エスコバー、ソト、オースティンはどこに向かうのか?
11月23日 嶺井選手のソフトバンク入団記者会見があった。
ベイスターズを去る時のコメントと同様、これからのプロ野球人生を考えて更なる挑戦をしたいという趣旨のものだ。
彼の「挑戦」とは何なのだろうか?
甲斐選手との競争に勝ってソフトバンクの正捕手となり、日本一の栄冠に輝くこと、そして日本代表にも選出されるような球界有数の捕手になること、だと思いたい。
このところ毎週言っている言葉だが、もう一度言っておく。そしてこれが最後だ。
嶺井頑張れ。負けんなよ!
その話はさておき、今日の各紙でエスコバー、ソト、オースティンの残留が報じられた。
元々、この3人全員が複数年契約を結んでいるので、当たり前と言えば当たり前なのだが、それぞれが来シーズンに向けての抱負を語っている。

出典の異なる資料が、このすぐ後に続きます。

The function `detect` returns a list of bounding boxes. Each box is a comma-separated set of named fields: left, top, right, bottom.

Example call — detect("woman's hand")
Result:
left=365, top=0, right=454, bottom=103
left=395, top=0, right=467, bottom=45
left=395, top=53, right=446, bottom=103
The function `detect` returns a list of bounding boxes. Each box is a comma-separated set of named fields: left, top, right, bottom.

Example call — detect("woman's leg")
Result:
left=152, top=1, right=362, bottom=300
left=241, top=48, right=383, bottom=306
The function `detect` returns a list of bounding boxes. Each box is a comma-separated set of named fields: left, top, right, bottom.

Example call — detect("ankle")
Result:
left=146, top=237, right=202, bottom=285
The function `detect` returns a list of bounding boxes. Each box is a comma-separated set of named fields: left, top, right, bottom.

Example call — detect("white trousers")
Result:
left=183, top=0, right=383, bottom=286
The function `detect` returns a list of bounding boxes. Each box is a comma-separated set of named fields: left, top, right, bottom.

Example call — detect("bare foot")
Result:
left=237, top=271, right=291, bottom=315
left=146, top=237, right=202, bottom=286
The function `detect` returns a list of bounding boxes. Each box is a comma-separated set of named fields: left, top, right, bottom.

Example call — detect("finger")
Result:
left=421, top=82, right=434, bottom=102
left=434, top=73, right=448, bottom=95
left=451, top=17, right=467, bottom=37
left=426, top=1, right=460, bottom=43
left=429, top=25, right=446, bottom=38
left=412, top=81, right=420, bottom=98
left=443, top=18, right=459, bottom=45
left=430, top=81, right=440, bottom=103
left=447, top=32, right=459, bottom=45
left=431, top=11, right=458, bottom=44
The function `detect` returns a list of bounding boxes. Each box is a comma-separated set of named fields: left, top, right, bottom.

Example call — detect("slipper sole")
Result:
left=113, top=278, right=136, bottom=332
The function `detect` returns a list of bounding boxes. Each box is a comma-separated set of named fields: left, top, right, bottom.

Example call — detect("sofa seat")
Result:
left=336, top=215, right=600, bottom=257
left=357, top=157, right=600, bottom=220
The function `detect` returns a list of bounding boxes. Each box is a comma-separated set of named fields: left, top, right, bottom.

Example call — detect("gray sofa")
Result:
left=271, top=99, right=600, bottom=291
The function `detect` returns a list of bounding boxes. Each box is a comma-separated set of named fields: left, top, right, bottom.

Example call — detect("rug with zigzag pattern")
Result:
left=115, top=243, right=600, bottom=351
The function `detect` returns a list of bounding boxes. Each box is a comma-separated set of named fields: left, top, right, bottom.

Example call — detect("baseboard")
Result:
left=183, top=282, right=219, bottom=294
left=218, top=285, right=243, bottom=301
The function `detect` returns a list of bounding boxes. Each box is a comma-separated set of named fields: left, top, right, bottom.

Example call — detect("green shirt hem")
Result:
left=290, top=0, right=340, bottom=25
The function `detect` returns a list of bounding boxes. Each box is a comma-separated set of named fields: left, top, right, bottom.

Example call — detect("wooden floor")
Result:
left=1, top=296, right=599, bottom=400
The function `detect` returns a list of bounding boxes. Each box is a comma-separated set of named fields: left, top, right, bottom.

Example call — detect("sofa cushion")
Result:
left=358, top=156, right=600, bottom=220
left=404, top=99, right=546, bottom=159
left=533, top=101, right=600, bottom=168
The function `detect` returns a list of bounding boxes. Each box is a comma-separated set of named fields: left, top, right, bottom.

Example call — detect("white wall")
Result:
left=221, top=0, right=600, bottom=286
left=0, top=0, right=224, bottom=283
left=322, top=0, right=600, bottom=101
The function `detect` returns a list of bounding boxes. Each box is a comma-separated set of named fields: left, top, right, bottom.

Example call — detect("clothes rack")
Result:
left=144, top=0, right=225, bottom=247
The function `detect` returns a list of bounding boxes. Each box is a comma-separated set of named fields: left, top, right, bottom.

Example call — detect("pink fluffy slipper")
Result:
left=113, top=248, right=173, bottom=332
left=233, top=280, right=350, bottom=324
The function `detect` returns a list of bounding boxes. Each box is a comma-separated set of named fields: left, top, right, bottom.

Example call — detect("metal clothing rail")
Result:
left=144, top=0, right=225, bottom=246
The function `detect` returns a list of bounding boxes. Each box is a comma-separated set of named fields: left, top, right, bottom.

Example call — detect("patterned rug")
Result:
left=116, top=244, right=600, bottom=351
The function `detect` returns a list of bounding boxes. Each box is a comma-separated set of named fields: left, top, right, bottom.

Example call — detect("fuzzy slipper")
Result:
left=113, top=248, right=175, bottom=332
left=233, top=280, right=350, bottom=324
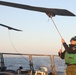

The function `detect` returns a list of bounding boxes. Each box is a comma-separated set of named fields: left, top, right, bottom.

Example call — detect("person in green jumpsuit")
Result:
left=58, top=36, right=76, bottom=75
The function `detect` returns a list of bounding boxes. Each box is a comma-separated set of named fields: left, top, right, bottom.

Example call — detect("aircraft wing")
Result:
left=0, top=24, right=22, bottom=31
left=0, top=1, right=75, bottom=16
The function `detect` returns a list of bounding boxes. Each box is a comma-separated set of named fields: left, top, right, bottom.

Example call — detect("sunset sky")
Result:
left=0, top=0, right=76, bottom=55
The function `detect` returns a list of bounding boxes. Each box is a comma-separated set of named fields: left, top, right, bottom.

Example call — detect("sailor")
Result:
left=58, top=36, right=76, bottom=75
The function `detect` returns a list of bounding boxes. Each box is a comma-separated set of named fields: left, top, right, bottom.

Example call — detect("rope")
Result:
left=8, top=30, right=18, bottom=53
left=8, top=30, right=28, bottom=62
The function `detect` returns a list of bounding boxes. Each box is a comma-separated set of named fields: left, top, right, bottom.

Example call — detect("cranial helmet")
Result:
left=70, top=36, right=76, bottom=42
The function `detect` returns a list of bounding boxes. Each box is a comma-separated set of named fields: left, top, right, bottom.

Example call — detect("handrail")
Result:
left=0, top=52, right=52, bottom=56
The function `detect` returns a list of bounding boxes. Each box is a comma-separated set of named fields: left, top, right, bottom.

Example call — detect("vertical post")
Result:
left=50, top=55, right=56, bottom=75
left=29, top=55, right=34, bottom=75
left=0, top=53, right=6, bottom=71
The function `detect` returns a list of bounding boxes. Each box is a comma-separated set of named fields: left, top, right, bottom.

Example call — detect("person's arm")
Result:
left=61, top=38, right=69, bottom=51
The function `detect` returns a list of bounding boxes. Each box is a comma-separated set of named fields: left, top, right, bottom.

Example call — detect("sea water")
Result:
left=3, top=55, right=66, bottom=74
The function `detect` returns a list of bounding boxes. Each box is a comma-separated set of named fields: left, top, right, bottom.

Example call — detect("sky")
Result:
left=0, top=0, right=76, bottom=55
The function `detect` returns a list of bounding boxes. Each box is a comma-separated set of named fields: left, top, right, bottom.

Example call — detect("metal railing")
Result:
left=0, top=53, right=65, bottom=75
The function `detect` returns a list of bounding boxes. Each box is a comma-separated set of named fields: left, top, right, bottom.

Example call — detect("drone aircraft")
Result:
left=0, top=1, right=75, bottom=17
left=0, top=23, right=22, bottom=31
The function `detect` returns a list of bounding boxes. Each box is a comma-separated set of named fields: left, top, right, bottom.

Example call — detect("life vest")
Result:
left=65, top=52, right=76, bottom=64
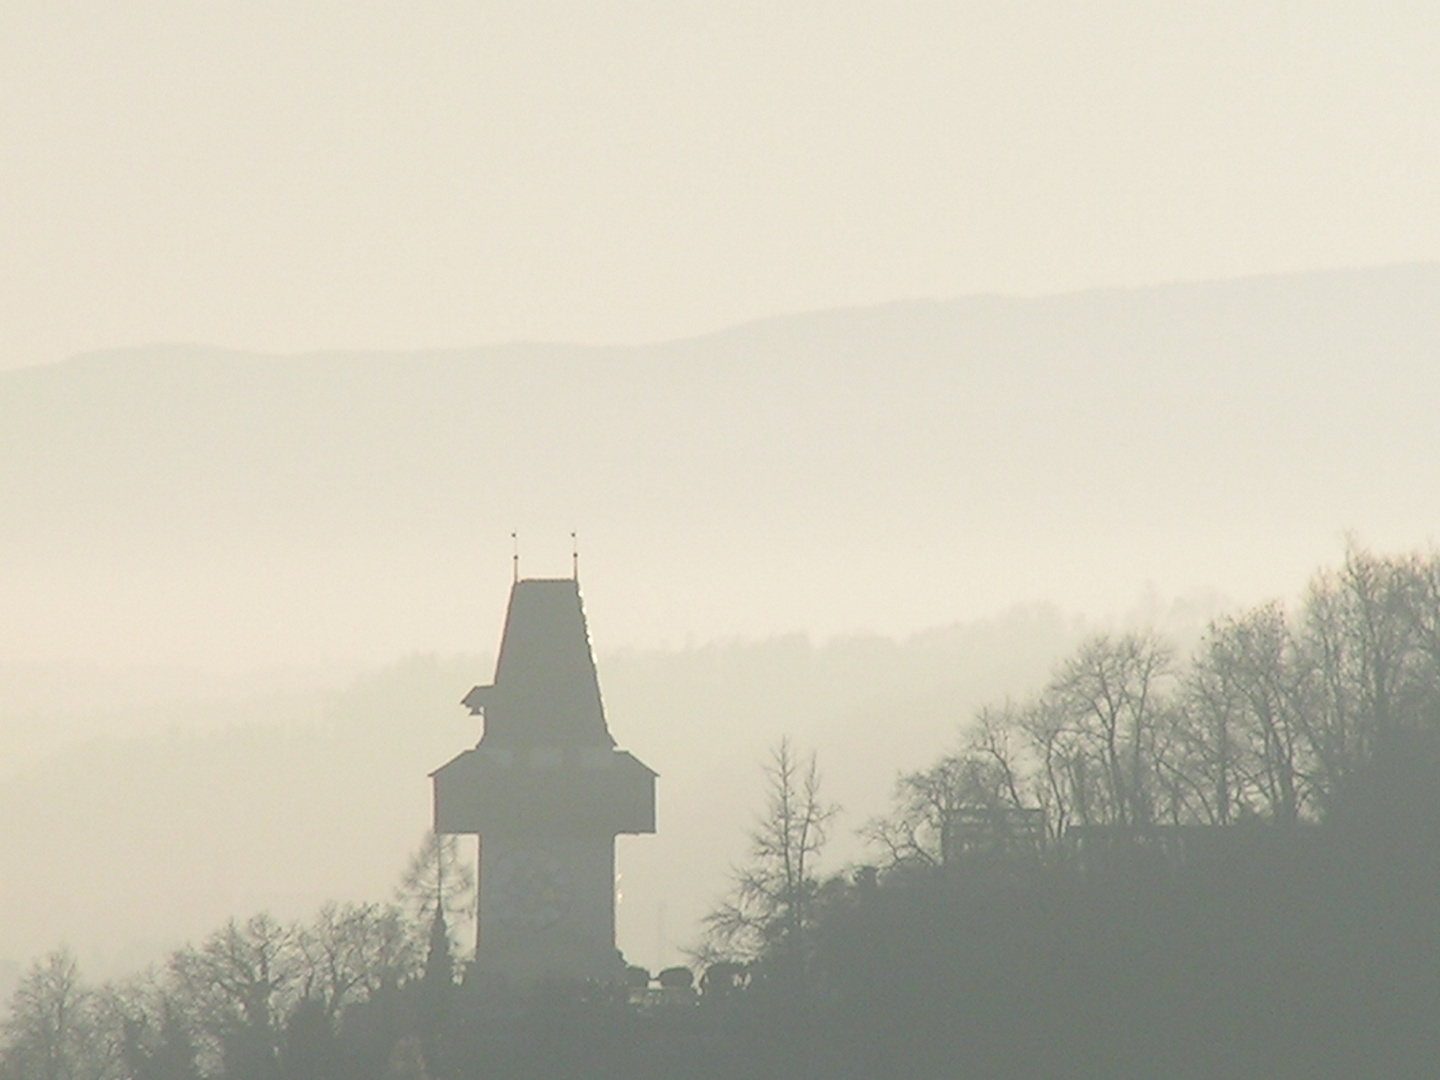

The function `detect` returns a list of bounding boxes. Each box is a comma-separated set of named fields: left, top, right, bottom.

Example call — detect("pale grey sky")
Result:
left=3, top=2, right=1438, bottom=371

この機会に、今日は彼ら3人のここまでの成績の推移と来年の期待を書いてみようと思う。
【エドウィン・エスコバーの鉄腕は不滅なのか】
エドウィン・エスコバーが来日して日本ハムに入団し、シーズンの途中で黒羽根選手とのトレードでベイスターズに移籍したのが2017年。早いものであれから6年が経過した。

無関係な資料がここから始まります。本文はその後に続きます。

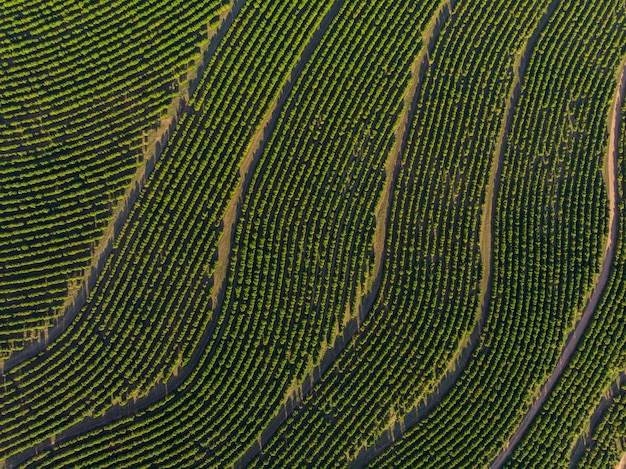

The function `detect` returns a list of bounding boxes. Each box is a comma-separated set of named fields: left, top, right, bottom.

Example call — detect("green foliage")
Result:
left=0, top=0, right=224, bottom=358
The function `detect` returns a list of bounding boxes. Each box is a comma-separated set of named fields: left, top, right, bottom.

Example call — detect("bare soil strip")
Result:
left=0, top=3, right=234, bottom=373
left=568, top=372, right=626, bottom=468
left=490, top=60, right=625, bottom=469
left=617, top=452, right=626, bottom=469
left=346, top=1, right=559, bottom=466
left=567, top=61, right=626, bottom=469
left=3, top=1, right=343, bottom=467
left=231, top=2, right=455, bottom=468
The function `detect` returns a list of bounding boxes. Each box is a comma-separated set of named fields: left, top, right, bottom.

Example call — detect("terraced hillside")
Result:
left=2, top=0, right=626, bottom=468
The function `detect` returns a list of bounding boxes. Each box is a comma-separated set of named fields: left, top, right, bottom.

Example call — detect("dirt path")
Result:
left=490, top=61, right=624, bottom=469
left=0, top=4, right=234, bottom=374
left=345, top=2, right=560, bottom=467
left=568, top=372, right=626, bottom=466
left=3, top=1, right=344, bottom=467
left=231, top=2, right=455, bottom=468
left=353, top=0, right=450, bottom=329
left=2, top=1, right=242, bottom=467
left=210, top=0, right=341, bottom=309
left=616, top=452, right=626, bottom=469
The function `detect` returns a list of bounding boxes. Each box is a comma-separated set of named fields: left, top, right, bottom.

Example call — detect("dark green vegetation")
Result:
left=2, top=0, right=626, bottom=467
left=0, top=0, right=228, bottom=359
left=536, top=85, right=626, bottom=469
left=580, top=392, right=626, bottom=468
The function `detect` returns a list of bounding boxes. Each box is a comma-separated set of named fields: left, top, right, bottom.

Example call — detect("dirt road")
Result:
left=491, top=62, right=625, bottom=469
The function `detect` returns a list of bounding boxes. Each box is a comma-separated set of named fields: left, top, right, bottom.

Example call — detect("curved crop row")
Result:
left=233, top=2, right=455, bottom=465
left=509, top=72, right=626, bottom=467
left=11, top=1, right=441, bottom=467
left=0, top=0, right=339, bottom=464
left=579, top=391, right=626, bottom=468
left=243, top=0, right=550, bottom=467
left=504, top=66, right=626, bottom=467
left=6, top=1, right=626, bottom=468
left=0, top=0, right=226, bottom=359
left=371, top=0, right=623, bottom=467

2018年から5年連続で年間50試合以上に登板し、2019、2021、2022年には30以上のホールドを挙げた。外国人リリーフ投手としては球団史上最高の成功例の一つだろう。
チームメイトやファンからは鉄腕と呼ばれる彼も今年で30歳。まだ老け込む歳ではないが、登板過多と言われ続けた勤続疲労もあるだろう。
エスコバー投手のベイスターズ移籍以降の年度別の成績を下表にまとめた。
投球割合としては速球系(フォーシーム+ツーシーム)が70〜80%を占めており、2019年以降の球速アップが顕著となっている。また、それに伴ってフォーシームの指標も良化傾向にある。
当初は大きなマイナスとなっていたスライダー等の変化球の指標も速球の球速アップとともに改善されている。
これらの経年変化はベイスターズに入ってからの投球フォームの改良やトレーニングによって彼本来の才能が開花したと言って良いだろう。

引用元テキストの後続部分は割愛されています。